Concepedia

TLDR

The authors propose a feedback‑directed random test generation technique that improves test quality by using execution feedback during input construction. The method incrementally constructs test inputs by randomly selecting method calls, reusing arguments from earlier inputs, executing each input immediately, and using contract and filter checks to decide whether to discard or reuse the input for further generation. Experiments show that the technique produces unit test suites that preserve contracts, detect errors, and achieve coverage and error‑detection performance equal to or better than model checking and undirected random generation, finding numerous previously unknown bugs in large libraries.

Abstract

We present a technique that improves random test generation by incorporating feedback obtained from executing test inputs as they are created.
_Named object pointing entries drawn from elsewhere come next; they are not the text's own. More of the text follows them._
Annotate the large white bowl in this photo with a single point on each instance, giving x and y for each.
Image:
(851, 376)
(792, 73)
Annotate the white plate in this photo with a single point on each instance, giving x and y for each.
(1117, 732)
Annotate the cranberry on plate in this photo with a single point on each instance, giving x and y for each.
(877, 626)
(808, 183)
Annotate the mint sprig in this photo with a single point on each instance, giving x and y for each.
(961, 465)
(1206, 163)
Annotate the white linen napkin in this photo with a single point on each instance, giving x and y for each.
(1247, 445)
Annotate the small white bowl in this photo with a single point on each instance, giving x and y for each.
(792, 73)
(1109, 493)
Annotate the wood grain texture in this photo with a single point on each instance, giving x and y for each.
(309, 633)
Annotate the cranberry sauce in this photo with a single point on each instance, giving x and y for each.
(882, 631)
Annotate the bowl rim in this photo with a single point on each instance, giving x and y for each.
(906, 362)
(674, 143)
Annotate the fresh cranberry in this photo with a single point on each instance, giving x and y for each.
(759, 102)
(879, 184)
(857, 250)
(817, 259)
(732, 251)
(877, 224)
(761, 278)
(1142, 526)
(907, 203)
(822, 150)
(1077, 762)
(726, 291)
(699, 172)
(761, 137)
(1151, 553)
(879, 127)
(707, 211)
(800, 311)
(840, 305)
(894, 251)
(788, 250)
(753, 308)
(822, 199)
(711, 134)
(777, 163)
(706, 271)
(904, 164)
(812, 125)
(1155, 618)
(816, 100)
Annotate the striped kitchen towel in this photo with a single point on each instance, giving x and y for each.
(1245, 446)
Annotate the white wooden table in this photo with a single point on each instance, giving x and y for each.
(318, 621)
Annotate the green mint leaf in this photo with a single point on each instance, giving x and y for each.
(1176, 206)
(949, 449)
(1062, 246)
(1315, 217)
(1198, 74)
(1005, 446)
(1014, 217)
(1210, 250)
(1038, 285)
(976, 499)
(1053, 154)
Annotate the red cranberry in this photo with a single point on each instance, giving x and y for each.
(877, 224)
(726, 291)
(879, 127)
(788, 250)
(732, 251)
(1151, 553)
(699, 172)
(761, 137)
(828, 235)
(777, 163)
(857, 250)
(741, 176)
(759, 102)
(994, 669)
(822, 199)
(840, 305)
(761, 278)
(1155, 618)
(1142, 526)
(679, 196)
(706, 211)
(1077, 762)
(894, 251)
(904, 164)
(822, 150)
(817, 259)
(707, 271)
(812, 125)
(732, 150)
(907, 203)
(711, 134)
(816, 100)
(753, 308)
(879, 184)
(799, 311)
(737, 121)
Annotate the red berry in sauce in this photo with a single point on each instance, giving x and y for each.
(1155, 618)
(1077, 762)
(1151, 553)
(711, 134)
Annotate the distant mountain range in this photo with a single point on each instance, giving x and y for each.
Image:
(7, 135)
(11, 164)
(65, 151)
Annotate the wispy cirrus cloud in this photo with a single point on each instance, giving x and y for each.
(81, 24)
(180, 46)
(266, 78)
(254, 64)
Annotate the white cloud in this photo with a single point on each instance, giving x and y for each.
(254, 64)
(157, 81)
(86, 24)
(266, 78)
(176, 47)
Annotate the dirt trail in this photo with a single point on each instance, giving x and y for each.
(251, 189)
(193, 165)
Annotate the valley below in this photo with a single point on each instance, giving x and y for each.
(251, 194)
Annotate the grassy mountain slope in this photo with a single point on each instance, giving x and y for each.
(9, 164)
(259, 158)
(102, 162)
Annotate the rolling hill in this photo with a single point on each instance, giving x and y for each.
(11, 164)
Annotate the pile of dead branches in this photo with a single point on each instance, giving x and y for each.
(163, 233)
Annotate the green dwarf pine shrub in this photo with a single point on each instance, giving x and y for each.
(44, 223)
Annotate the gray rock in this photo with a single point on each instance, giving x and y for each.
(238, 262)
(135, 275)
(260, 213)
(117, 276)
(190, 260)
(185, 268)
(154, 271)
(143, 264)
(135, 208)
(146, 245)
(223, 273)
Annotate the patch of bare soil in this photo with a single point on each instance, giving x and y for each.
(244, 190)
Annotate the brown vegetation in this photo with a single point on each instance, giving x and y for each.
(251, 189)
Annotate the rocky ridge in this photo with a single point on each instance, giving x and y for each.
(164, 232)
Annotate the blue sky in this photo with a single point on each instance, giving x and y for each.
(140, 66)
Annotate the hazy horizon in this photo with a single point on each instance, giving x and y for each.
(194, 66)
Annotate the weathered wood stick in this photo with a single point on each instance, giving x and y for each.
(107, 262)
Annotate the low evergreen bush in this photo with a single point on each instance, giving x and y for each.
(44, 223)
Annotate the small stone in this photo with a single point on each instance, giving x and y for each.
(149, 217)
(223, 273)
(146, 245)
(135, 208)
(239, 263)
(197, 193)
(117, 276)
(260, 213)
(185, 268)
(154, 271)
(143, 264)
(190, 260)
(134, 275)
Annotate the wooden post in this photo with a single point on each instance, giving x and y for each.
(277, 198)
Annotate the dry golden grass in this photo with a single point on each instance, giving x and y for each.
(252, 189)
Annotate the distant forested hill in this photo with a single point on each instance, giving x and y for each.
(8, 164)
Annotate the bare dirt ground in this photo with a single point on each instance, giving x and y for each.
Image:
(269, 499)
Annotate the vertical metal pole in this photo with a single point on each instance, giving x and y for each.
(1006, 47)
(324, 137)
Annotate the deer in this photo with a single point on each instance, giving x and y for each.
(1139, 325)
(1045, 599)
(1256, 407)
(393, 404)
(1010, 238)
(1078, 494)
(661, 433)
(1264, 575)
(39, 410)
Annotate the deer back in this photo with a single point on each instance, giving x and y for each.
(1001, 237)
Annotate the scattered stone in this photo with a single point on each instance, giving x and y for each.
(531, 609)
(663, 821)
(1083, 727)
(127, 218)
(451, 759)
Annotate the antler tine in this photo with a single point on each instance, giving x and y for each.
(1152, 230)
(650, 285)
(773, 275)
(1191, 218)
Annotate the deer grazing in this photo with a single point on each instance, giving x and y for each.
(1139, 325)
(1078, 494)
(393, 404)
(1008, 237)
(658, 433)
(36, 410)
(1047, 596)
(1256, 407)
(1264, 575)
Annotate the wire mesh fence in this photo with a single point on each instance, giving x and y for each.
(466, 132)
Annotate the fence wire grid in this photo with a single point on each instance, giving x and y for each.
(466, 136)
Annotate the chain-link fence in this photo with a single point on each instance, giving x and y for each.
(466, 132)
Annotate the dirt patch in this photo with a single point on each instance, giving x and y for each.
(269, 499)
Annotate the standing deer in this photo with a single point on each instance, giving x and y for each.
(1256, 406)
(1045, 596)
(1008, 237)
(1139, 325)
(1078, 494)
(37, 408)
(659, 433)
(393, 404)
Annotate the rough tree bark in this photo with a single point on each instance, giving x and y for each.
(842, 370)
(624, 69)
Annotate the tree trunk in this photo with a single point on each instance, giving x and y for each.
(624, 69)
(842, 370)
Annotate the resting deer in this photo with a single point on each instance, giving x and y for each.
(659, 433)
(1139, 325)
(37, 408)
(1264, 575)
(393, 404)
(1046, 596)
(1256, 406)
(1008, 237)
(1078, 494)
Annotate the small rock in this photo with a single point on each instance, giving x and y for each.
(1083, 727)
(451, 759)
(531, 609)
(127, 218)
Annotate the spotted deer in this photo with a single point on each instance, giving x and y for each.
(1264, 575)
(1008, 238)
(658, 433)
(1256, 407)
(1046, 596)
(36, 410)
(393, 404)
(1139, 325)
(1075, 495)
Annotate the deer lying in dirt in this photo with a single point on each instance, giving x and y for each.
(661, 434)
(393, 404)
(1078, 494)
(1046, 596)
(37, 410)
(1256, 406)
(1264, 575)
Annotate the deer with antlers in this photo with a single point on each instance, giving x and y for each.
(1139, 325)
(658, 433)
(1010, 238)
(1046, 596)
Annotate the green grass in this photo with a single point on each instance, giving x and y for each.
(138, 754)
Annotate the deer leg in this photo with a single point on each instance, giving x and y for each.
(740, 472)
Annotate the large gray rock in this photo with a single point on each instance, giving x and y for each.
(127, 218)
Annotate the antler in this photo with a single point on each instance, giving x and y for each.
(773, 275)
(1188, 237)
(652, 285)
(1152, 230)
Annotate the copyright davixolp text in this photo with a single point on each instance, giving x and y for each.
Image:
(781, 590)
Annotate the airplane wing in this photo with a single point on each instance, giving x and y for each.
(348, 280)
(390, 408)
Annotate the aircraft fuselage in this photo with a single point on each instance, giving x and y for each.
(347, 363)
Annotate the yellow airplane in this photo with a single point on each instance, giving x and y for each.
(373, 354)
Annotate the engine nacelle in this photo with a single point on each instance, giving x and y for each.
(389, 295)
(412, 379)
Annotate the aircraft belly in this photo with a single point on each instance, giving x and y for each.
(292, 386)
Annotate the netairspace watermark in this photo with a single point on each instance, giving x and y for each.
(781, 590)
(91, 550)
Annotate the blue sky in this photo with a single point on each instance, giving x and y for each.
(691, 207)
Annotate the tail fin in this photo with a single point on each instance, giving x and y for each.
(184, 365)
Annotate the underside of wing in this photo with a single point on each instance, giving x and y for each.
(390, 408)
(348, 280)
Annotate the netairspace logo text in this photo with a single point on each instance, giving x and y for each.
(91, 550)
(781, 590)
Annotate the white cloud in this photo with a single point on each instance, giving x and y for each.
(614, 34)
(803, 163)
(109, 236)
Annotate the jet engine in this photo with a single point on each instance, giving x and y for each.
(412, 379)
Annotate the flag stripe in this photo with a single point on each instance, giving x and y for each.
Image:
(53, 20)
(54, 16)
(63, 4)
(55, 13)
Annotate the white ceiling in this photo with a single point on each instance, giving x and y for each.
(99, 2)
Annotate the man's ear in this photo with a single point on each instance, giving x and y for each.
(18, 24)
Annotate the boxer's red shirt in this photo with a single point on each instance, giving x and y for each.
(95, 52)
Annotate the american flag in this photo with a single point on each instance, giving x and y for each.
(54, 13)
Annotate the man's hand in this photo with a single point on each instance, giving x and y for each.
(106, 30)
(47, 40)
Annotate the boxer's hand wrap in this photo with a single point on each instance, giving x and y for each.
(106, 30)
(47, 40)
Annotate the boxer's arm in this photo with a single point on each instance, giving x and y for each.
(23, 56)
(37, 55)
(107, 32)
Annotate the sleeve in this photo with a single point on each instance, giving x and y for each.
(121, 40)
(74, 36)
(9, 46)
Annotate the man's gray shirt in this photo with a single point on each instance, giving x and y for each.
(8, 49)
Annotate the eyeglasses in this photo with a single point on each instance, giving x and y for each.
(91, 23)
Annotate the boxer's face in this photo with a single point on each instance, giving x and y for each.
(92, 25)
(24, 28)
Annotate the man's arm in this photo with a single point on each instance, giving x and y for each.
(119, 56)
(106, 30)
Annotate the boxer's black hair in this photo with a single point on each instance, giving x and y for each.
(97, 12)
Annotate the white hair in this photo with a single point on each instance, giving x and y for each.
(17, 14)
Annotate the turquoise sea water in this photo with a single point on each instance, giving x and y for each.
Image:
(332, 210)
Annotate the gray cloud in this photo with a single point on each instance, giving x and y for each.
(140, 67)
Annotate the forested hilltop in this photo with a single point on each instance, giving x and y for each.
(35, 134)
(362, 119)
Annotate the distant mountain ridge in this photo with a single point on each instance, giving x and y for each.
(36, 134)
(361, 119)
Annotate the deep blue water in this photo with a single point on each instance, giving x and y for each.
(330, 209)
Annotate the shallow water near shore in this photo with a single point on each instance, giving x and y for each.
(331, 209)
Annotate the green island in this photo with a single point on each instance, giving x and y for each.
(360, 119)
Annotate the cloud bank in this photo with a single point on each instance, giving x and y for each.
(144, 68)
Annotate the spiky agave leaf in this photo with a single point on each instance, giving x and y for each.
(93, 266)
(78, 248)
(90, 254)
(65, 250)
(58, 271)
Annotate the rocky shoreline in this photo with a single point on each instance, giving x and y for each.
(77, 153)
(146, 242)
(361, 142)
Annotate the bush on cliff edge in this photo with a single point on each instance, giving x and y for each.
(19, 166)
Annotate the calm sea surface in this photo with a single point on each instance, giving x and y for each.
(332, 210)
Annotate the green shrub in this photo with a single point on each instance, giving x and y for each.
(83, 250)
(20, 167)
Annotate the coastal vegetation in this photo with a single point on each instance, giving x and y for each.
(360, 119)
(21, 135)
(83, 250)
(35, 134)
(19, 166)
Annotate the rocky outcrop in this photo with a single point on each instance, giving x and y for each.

Our technique builds inputs incrementally by randomly selecting a method call to apply and finding arguments from among previously-constructed inputs. As soon as an input is built, it is executed and checked against a set of contracts and filters. The result of the execution determines whether the input is redundant, illegal, contract-violating, or useful for generating more inputs. The technique outputs a test suite consisting of unit tests for the classes under test. Passing tests can be used to ensure that code contracts are preserved across program changes; failing tests (that violate one or more contract) point to potential errors that should be corrected. Our experimental results indicate that feedback-directed random test generation can outperform systematic and undirected random test generation, in terms of coverage and error detection. On four small but nontrivial data structures (used previously in the literature), our technique achieves higher or equal block and predicate coverage than model checking (with and without abstraction) and undirected random generation. On 14 large, widely-used libraries (comprising 780KLOC), feedback-directed random test generation finds many previously-unknown errors, not found by either model checking or undirected random generation.